Four publications [24, 25, 27, 30] also reported the prevalence or incidence of aggregated outcomes that included different combinations of risk factors or DFD outcomes (Table S6). All used acceptable case definitions for the aggregated outcomes but unvalidated clinical examination or hospital coding methods. This included one in a general population [30], one in a community-dwelling diabetes population [24] and two in an inpatient population [25, 27]. In the general population, incidence of hospitalisation for an aggregated DFD-related outcome (neuropathy, PAD, foot ulcer, foot infection, and/or amputation) was 98–285 per 100,000 person years in a Central Australia general population over 15 years of age during 1992–1997 [30]. In a state-wide Qld community-dwelling population with diabetes, incidence of hospitalisation for an aggregated DFD-related outcome (neuropathy, PAD, foot ulcer, foot infection, amputation) was 20.2–36.6 per 1000 person-years during 2005–2010 [24]. In a state-wide Qld inpatient population with diabetes, the prevalence of being hospitalised for the primary reason of an aggregated DFD-related outcome (neuropathy, PAD, foot deformity, previous foot ulcers, previous amputation, foot ulcer, infection, amputation) was 8.7% and the prevalence of having at least one risk factor, DFD or amputation outcome present (neuropathy, PAD, foot deformity, previous foot ulcers, previous amputation) was 65.5% [25, 27].

Discussion

We systematically reviewed the prevalence and incidence of risk factors for DFD, DFD itself and diabetes-related amputations in Australia. We found 20 publications that reported on 45 outcomes within geographically defined populations of Australia. Within community-dwelling populations with diabetes in Australia, the prevalence of those with key risk factors ranged from 10.0–58.2%, those with DFD from 1.2–1.5%, and the incidence of diabetes-related amputation ranged from 5.2–7.2 per 1000 person-years. We also found the incidence of those with diabetes hospitalised for DFD-related outcomes ranged from 5.2–36.6 per 1000 person-years. Furthermore, within those hospitalised with diabetes, the prevalence of key risk factors ranged from 35.3–43.3%, DFD from 7.0–15.1% and those having amputation procedures during their hospitalisation from 1.4–5.8%. However, there was a high level of heterogeneity between studies for the populations investigated and the quality of methods used to measure outcomes.

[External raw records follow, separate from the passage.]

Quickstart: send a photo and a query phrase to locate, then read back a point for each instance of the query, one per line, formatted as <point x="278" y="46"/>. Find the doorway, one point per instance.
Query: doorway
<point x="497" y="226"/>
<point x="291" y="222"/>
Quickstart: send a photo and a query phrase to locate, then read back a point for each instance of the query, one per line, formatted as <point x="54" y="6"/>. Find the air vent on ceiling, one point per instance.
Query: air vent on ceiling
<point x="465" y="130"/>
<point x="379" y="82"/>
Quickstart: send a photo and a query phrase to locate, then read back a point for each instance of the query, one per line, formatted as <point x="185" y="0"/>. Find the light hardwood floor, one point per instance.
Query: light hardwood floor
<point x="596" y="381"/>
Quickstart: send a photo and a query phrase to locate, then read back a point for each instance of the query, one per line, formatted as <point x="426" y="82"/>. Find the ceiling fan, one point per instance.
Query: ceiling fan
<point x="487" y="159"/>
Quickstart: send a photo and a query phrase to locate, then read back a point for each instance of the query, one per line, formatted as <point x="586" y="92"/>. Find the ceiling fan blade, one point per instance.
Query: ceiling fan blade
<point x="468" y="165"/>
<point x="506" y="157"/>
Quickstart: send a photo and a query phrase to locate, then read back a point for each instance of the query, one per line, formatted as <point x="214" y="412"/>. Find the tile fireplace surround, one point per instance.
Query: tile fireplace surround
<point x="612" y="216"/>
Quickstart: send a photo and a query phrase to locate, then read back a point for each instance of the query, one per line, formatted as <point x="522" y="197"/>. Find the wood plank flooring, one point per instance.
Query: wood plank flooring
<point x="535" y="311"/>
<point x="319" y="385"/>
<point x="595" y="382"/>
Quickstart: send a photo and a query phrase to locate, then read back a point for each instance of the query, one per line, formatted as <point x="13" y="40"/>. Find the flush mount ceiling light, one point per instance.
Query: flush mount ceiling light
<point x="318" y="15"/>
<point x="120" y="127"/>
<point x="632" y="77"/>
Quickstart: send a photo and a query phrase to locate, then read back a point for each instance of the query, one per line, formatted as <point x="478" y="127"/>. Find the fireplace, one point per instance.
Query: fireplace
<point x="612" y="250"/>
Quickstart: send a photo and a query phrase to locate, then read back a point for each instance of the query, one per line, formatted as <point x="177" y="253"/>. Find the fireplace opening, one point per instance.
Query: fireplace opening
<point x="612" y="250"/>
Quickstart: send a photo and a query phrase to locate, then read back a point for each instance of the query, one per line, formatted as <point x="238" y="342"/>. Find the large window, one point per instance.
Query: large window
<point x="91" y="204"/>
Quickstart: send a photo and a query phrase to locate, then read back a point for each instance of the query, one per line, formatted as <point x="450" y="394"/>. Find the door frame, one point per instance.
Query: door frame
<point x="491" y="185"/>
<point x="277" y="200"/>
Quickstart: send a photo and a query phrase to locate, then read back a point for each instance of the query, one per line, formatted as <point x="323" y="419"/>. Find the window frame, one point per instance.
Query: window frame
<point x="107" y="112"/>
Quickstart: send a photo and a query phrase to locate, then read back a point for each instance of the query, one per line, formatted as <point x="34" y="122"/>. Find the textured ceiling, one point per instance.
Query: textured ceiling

Our synthesised findings suggest that within people with diabetes in Australia there is a relatively high proportion that have risk factors for developing DFD, while only a low proportion develop DFD, and a high proportion of these appear to be hospitalised for DFD or undergo amputations. However, the quantity and quality of findings varied between outcomes. We found many more publications reported on risk factors (eight publications) or diabetes-related amputations outcomes (eleven), than on DFD itself (five). Furthermore, most publications reporting risk factors or amputations used acceptable methods to measure outcomes within a broad range of different populations; whereas, most publications reporting DFD did not use acceptable methods of measurement and most were limited to within regional populations. Therefore, we are more confident that our synthesised findings indicating a high prevalence of risk factors and high incidence of diabetes-related amputations are an accurate reflection of the burden of the Australian population, than we are of a low prevalence of DFD in Australia. With those caveats in mind, it is useful to compare our synthesised Australian findings to similar global findings to help interpret the national burden and health care quality of DFD in Australia.

Risk factors

For key risk factors in community-dwelling populations with diabetes, our Australian findings were somewhat similar to those from global reviews [1, 36,37,38,39]. The 10–58% range for neuropathy prevalence compared closely with a 10–50% range [37] and a 34% pooled global prevalence estimate [1] reported in two recent global reviews. The 10–29% PAD prevalence range, and 35% inpatient prevalence, also compared closely with a 20–29% range identified in a global review of diabetes populations > 40 years [36], and with a 29–36% range in inpatients [38, 39]. This suggests the national burden of key risk factors for DFD, and perhaps the quality of care for people with diabetes to prevent key risk factors for DFD in Australia, is on par with other countries where data are available.

Interestingly, we found no marked differences between Indigenous and non-Indigenous people for these risk factors, in contrast to a previous systematic review [40]. This may be explained by our tighter inclusion criteria that included only population-based publications and in turn only identified studies from urban settings [32], while the previous review predominantly identified single site clinic-based studies from remote settings [40], with geographical remoteness known to increase DFD rates [41].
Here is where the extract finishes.